Josef blieb im Gefängnis, aber der HERR war mit ihm. 1. Mose 39,20.21

Das ist der irritierende Drehpunkt in der farbigen Erzählung,
wie Josef, nachdem er es zu hohem Ansehen gebracht hatte,
zu Unrecht eines sexuellen Übergriffs beschuldigt und deswegen
ins Gefängnis geworfen wird. Das Unrecht wird nicht
aufgedeckt. Josefs Unschuld wird nicht anerkannt, er wird
nicht freigelassen. Aber – oft kommt nach einem «Aber»

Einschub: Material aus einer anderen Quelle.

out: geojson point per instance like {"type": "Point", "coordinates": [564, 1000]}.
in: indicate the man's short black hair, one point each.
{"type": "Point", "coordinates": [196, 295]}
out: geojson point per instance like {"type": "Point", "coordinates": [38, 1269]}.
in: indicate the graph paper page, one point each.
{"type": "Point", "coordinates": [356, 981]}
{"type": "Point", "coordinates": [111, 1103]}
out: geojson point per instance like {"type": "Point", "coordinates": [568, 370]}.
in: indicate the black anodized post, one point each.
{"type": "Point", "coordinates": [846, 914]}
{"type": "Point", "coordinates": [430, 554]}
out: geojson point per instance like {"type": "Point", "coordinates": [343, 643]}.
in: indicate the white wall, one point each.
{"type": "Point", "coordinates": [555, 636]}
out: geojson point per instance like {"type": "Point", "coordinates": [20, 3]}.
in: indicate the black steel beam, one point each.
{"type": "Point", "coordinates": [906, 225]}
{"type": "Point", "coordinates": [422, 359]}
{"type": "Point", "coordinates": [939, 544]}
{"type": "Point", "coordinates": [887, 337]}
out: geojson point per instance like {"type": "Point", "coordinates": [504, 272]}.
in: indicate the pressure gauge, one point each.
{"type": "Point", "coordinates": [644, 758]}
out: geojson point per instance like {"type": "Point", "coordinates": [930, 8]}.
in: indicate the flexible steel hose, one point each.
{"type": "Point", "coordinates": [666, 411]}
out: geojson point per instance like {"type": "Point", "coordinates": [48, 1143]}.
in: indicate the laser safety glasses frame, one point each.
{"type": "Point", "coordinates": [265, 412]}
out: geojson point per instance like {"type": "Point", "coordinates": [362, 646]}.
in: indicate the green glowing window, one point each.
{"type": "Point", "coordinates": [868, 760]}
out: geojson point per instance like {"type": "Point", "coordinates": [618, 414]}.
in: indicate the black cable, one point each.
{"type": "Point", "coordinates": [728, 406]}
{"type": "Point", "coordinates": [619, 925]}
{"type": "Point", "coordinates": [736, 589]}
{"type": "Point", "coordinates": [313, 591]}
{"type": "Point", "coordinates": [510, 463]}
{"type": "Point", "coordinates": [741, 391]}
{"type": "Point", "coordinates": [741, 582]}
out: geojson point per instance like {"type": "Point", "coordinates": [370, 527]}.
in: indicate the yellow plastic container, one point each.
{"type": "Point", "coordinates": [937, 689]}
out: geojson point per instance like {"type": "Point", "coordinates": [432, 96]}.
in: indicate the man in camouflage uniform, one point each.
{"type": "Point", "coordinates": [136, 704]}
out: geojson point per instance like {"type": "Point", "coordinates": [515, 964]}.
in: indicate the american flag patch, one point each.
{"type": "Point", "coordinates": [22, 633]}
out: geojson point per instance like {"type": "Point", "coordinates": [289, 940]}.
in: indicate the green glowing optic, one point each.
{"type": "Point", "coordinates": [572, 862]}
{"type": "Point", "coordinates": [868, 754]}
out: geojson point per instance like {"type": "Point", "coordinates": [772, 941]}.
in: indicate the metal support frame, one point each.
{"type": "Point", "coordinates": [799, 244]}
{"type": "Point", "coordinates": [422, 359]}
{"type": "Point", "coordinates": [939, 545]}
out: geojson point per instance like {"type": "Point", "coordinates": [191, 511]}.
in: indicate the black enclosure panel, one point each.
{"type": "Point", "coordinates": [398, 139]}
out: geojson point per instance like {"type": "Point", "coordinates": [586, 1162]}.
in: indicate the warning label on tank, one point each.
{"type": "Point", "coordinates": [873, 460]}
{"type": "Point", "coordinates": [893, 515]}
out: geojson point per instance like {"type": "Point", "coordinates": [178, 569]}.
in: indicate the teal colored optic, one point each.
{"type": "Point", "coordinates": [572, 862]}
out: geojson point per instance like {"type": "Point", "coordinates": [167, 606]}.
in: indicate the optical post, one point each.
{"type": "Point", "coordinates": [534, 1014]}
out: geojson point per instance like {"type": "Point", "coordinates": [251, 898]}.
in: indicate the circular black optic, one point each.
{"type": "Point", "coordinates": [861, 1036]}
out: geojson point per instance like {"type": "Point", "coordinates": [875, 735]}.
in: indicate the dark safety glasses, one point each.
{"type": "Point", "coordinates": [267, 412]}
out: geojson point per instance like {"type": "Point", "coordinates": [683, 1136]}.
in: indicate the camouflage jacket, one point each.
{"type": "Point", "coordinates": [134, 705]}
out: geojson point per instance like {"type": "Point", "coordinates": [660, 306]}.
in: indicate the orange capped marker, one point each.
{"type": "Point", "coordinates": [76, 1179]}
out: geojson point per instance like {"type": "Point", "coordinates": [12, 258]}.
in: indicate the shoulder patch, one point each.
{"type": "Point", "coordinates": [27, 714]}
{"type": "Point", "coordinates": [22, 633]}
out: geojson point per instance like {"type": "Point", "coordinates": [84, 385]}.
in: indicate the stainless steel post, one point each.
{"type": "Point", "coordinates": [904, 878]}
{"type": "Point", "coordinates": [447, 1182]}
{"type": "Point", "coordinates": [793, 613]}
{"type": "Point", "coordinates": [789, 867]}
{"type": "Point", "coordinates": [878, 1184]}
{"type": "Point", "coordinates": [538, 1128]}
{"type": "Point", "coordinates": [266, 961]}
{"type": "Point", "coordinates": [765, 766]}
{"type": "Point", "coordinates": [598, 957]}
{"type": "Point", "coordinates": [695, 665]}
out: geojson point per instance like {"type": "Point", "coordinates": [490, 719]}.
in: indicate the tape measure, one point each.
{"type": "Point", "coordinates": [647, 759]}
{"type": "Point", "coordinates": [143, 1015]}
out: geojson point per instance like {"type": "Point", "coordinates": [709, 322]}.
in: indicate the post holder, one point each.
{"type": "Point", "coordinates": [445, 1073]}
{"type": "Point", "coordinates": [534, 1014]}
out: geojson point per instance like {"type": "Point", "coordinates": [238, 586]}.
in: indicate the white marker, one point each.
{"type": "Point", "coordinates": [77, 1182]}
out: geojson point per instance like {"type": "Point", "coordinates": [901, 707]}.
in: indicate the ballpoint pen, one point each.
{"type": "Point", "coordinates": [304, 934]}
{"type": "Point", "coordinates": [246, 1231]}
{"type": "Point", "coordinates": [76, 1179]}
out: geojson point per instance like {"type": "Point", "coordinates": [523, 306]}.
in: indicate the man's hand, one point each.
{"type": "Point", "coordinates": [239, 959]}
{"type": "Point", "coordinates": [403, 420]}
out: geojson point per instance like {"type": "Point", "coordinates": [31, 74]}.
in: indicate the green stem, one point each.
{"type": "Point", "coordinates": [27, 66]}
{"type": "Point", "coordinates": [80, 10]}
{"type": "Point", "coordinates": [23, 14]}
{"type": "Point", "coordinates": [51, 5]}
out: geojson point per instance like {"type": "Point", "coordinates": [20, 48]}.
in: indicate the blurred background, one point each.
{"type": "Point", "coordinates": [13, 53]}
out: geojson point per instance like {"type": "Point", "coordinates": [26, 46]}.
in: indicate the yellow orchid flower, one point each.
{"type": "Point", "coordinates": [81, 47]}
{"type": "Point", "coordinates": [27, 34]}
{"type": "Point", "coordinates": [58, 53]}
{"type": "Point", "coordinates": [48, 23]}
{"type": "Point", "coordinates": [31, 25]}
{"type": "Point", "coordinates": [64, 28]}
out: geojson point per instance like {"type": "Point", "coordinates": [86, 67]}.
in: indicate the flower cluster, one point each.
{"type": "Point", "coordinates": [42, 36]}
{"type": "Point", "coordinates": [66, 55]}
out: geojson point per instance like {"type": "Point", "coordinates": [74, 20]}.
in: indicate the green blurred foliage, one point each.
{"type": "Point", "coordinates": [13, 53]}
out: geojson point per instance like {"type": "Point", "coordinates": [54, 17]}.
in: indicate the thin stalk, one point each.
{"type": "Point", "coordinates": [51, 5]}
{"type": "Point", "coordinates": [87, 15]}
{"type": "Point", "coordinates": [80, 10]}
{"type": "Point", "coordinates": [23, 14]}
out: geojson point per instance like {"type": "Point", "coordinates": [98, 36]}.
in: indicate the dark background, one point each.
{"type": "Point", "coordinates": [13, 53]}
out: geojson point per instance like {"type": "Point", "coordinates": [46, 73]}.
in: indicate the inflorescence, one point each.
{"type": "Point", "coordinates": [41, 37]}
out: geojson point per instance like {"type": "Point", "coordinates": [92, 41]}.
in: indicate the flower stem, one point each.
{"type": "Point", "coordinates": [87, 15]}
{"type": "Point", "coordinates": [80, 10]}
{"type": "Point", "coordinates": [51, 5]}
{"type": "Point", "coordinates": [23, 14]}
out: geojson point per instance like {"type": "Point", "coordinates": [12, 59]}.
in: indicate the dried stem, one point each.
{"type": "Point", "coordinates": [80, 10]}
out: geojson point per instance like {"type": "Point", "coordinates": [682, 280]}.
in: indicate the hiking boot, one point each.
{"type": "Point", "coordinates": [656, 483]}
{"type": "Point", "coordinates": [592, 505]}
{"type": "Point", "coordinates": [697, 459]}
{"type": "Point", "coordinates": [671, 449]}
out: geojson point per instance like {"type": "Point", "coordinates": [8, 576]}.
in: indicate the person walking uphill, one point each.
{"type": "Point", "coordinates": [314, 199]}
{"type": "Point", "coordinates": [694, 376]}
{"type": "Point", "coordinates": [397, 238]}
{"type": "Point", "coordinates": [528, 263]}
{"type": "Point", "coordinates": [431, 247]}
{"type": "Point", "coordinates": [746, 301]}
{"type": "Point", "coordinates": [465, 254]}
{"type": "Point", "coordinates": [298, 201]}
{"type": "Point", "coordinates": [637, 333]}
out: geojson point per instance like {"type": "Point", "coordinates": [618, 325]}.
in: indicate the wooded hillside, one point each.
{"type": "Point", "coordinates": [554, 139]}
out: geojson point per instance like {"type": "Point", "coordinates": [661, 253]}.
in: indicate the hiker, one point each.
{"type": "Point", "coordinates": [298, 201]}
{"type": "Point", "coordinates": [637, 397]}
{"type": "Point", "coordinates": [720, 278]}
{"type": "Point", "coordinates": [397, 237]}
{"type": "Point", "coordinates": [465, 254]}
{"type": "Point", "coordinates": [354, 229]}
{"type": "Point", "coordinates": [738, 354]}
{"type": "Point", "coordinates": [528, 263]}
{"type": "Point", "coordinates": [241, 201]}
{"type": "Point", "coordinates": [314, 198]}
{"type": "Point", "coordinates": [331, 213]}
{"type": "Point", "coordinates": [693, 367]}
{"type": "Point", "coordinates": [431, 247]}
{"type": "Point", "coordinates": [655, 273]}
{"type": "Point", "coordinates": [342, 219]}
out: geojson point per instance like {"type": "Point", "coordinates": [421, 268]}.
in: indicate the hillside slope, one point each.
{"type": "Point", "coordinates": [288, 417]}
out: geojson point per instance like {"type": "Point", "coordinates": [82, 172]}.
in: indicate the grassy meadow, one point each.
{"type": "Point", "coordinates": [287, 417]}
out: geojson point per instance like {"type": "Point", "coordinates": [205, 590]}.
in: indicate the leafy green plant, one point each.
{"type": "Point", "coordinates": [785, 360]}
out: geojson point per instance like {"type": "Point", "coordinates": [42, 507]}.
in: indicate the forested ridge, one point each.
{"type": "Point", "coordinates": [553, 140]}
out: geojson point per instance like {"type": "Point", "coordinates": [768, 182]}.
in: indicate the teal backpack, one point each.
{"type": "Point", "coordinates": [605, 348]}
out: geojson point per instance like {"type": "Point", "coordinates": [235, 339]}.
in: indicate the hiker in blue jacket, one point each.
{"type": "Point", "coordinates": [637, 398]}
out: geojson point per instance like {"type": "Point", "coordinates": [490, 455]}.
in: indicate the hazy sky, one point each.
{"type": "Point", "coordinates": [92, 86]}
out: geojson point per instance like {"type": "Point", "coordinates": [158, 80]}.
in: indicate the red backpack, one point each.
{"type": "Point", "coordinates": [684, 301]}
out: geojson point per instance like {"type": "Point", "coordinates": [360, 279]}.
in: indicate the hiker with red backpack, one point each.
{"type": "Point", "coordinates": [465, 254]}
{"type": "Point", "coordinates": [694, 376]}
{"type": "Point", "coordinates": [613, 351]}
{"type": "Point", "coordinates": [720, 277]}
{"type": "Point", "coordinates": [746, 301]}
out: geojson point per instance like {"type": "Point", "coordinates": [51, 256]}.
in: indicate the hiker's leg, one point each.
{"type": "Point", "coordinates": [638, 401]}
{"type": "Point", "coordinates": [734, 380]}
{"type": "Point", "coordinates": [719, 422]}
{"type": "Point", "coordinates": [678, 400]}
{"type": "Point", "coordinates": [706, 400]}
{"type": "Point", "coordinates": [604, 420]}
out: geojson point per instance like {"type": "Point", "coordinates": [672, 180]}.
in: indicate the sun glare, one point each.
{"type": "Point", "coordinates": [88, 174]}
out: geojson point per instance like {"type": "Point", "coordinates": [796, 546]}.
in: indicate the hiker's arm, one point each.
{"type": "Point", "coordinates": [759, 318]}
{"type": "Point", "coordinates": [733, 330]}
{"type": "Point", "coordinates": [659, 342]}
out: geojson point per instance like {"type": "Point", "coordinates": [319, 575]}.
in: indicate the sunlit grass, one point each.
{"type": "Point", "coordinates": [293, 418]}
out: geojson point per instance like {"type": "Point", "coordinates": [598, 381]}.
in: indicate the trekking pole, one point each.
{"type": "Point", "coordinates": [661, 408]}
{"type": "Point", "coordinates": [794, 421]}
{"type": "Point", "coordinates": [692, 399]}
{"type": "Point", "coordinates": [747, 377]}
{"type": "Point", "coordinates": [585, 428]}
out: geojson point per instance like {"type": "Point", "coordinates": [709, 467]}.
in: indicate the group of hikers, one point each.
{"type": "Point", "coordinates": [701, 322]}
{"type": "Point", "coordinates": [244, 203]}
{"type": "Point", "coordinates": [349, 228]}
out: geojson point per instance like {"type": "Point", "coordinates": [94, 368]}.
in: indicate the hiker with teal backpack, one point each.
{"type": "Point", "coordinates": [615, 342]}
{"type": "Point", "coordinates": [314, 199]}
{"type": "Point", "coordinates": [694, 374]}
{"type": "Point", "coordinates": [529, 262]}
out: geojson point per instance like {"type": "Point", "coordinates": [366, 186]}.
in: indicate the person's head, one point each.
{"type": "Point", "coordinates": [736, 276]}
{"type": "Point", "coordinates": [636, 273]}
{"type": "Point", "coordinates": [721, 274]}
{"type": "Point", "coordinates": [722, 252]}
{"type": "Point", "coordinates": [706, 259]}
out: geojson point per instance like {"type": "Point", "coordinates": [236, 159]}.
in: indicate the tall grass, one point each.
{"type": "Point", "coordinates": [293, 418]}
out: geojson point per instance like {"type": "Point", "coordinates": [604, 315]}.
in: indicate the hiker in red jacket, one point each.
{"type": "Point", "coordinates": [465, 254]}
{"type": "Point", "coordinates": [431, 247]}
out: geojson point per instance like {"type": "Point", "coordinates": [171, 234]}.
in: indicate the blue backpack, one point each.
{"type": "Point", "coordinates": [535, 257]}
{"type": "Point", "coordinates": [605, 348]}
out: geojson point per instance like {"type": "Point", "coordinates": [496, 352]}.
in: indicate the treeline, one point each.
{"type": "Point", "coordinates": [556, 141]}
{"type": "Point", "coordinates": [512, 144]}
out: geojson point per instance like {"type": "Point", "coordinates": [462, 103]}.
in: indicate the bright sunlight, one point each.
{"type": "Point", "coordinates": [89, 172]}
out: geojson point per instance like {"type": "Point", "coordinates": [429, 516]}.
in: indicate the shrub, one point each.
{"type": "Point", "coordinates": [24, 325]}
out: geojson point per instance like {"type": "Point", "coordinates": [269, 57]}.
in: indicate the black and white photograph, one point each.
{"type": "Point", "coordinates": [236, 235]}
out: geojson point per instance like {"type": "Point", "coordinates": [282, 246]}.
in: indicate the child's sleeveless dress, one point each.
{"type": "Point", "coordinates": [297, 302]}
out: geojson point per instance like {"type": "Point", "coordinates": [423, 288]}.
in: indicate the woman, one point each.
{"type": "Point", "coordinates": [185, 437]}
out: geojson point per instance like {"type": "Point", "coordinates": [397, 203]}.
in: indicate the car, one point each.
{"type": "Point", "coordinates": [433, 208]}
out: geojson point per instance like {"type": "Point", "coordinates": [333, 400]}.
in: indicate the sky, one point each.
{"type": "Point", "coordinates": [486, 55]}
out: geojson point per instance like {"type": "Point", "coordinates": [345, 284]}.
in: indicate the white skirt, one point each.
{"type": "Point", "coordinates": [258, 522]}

das Entscheidende – die Haft ist nicht ein Zeichen dafür,
dass Gott Josef verlassen hätte. Das Gefängnis ist im Gegenteil
der Ort, an dem Gott mit Josef ist – und wo Gott viel
mit ihm vorhat.
Wir glauben und bekennen, dass Gott mit allen ist, die
gefangen gehalten werden. Das bezeugt uns der gefangene,
gefolterte, hingerichtete Christus. Das soll uns aber nicht
dazu verführen, den Kampf gegen Folter und Willkür aufzugeben,
uns nicht für das Recht der Gefangenen und ihre
Befreiung einzusetzen. Sie sollen nicht verzweifeln müssen,
nicht am Unrecht zerbrechen, das ihnen angetan wird.
Neben der Losung steht indessen ein kurzer Text von Dietrich
Bonhoeffer. Mir kommt Nelson Mandela in den Sinn.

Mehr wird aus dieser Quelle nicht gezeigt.